Businesses of all sizes are driving digital transformations as a means of increasing revenue, reducing costs, and improving productivity. Increasingly this means adopting cloud based applications across different business functions: accounting and finance, sales and marketing, legal and HR, and so on. When possible, small and medium businesses prefer to get as much functionality as possible from one provider.
Upland Software has a unique business approach. The company has grown its portfolio through dozens of acquisitions to create a broad product catalog of complementary software across seven functions: marketing, sales, contact center, project management, IT, business operations, and HR and legal. Historically, the focus has been on acquiring small software companies from venture investors who are seeking exits. Upland will then integrate the acquisitions on its UplandOne platform, which both greatly increases their profitability to Upland by removing legacy infrastructure, while also making the software easily accessible to Upland’s customer base.
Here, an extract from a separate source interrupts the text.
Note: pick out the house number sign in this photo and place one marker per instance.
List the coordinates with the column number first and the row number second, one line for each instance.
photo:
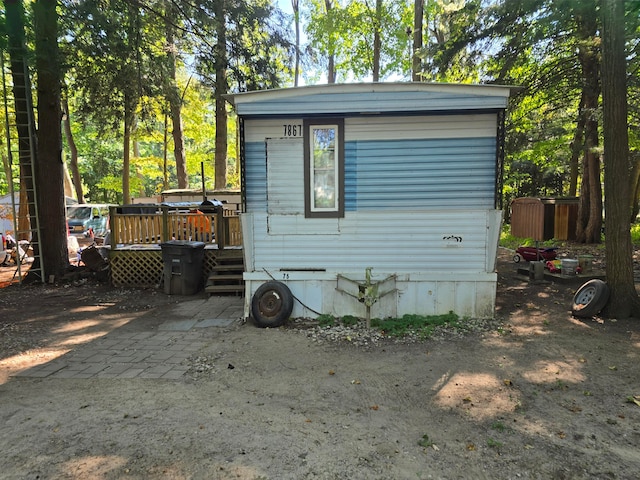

Upland Software benefits from dual trends around costs savings and ease of use. First is the SaaS-ification of businesses, large and small, who much prefer the flexibility of cloud-based, web-browser delivered software paid for on a subscription basis than the hassle and expense of purchasing and managing on-premise enterprise software. Second is the consumerization of business software, whereby multiple standalone processes like payroll processing and compliance are aggregated into a single, easy to use platform.
Upland Software has a wide range of competitors given its wide breadth of offering. Common rivals are Qualtrics (NASDAQ:XM), Oracle’s Netsuite (NYSE:ORCL), OpenText (NASDAQ:OTEX), Docusign (NASDAQ:DOCU), and Adobe (NASDAQ:ADBE).
As you can see below, Upland's revenue growth has been slow over the last year, growing from quarterly revenue of $74.1 million, to $76 million.
Upland's quarterly revenue was only up 2.51% year on year, which would likely disappoint many shareholders. But the revenue actually decreased by $211 thousand in Q3, compared to $2.29 million increase in Q2 2021. Shareholders might want to pay closer attention to this as the management is guiding for the decline in sales to continue in the coming quarter
Analysts covering the company are expecting the revenues to grow 6.44% over the next twelve months.
What makes the software as a service business so attractive is that once the software is developed, it typically shouldn't cost much to provide it as an ongoing service to customers. Upland's gross profit margin, an important metric measuring how much money there is left after paying for servers, licenses, technical support and other necessary running expenses was at 67.3% in Q3.
That means that for every $1 in revenue the company had $0.67 left to spend on developing new products, marketing & sales and the general administrative overhead. This would be considered a low gross margin for a SaaS company and we would like to see it start improving.
Key Takeaways from Upland's Q3 Results
We struggled to find many strong positives in these results. On the other hand, it was unfortunate to see that Upland's revenue guidance for the full year miss analyst's expectations. and the revenue guidance for the next quarter missed analysts' expectations. Overall, it seems to us that this was a complicated quarter for Upland. The company currently trades at $19.45 per share.
Is Now The Time?
Upland may have had a bad quarter, but investors should also consider its valuation and business qualities, when assessing the investment opportunity. Although Upland is not a bad business, it probably wouldn't be one of our picks. Its revenue growth has been solid. But while its very efficient customer acquisition hints at the potential for strong profitability, unfortunately its gross margins show its business model is much less lucrative than the best software businesses.
In the end, beauty is in the eye of the beholder. While Upland wouldn't be our first pick, if you like the business, the shares are trading at a pretty interesting price point right now.